The bucket notifications feature also is an example of Red Hat pulling together products to create a full infrastructure that organizations can leverage. It sits atop OpenShift, uses Ceph as the bucket notification feature and AMQ Streams, as well as the Knative serverless open source computing technology, Brey says.
The Nautilus Effect
Ceph 4 is based on Nautilus, which Red Hat leveraged but also brought in features from other open-source projects, like OpenATTIC, a management and monitoring system for Ceph that Red Hat worked with others to develop. More important was the inclusion of BlueStore, which Red Hat initially implemented in Ceph 3.3.
“In the original release of Ceph and the early versions of Ceph, that piece of the architecture was called FileStore,” Brey says. “It had some particular challenges in how it did write backs around caching and logging. Those were two of the biggest problems that BlueStore solved. What it boiled down was there is a double-write penalty with FileStore and BlueStore eliminated that write penalty. … The truth of this is we introduced BlueStore in our 3.3 launch, but it’s not until now because we had to execute all these benchmarks. It’s not until now that we’re able to go public with these benchmarks in this particular launch.”
Red Hat sees a healthy market developing over the next few years, particularly around the use of data lakes, data repositories for analytics, AI and machine learning data, he says. Many enterprises are evaluating such technologies with tools like Apache Spark or TensorFlow.
“But the reality is that most mainstream organizations haven’t necessarily figured out how to use that technology to produce reproducible business results,” Brey says. “In the next three, four, five years, that it will become much more mainstream and the technologies underlying all of this will become much more proven. What that means for Ceph is it’s moving from the realm of big retailers or big financial services companies who we’ve worked with – and some of those are customers of ours, the bleeding front edge of this – to much more mainstream across enterprises, both big and small. My radical view of the world is that every business is going to need this technology at some point in one form or another and part of it is just the technology evolution problem. Part of it is also cultural with these organizations because it’s brand-new technologies, they’re trying to figure out how to use it.”

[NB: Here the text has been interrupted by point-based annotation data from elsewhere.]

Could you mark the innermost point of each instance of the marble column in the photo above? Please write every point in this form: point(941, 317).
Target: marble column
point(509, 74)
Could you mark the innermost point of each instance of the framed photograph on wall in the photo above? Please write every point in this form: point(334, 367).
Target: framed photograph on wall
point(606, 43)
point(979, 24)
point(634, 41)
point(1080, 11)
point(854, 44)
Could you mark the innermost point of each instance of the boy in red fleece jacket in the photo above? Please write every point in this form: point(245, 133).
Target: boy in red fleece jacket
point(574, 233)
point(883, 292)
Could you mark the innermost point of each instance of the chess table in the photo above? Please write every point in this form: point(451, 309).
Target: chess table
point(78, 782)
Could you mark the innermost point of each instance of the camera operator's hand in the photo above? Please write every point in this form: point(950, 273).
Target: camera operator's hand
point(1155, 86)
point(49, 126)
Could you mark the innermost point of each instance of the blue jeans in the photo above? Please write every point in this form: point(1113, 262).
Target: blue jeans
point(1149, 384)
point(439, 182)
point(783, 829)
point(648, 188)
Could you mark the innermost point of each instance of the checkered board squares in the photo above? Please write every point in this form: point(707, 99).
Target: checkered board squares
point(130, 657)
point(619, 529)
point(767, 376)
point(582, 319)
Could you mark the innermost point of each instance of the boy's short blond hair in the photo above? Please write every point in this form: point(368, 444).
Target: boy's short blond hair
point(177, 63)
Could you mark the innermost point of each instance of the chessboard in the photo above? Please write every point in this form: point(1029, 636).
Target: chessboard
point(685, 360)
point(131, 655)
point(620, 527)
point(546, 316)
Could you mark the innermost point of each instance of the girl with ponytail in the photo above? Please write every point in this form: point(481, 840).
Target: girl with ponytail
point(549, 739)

The ongoing use of Ceph with other Red Hat technologies also will be a key in the future. With the growing adoption of containers and Kubernetes, Red Hat is investing heavily in OpenShift. There also is another product called OpenShift Container Storage, which handles a lot of the provisioning for containers. The latest released, version 4.2, launched in January, which contains technology components from Ceph.
“We keep talking about opening new markets, but I want to talk about solving world problems for personas that haven’t been typical buyers of storage and the personas that I’m talking about, early application developers or data scientists,” Brey says. “I’m trying to figure out a way to message to them that it’s storage. You don’t have to think about it, it just works. We’re working on that together with our OpenShift team. They obviously have a lot of insight into particularly the application development world. From an application development perspective, that’s the vision of where we’re going. This Ceph 4 launch is almost like a brand new day because we’re going from the old world of what Ceph was and we’re adding a lot of these new features and we’re moving into this brave new world where I think it’s going to be fine. It’s going to be exciting to talk about how we solve not just for workloads. We solve real problems for application developers.”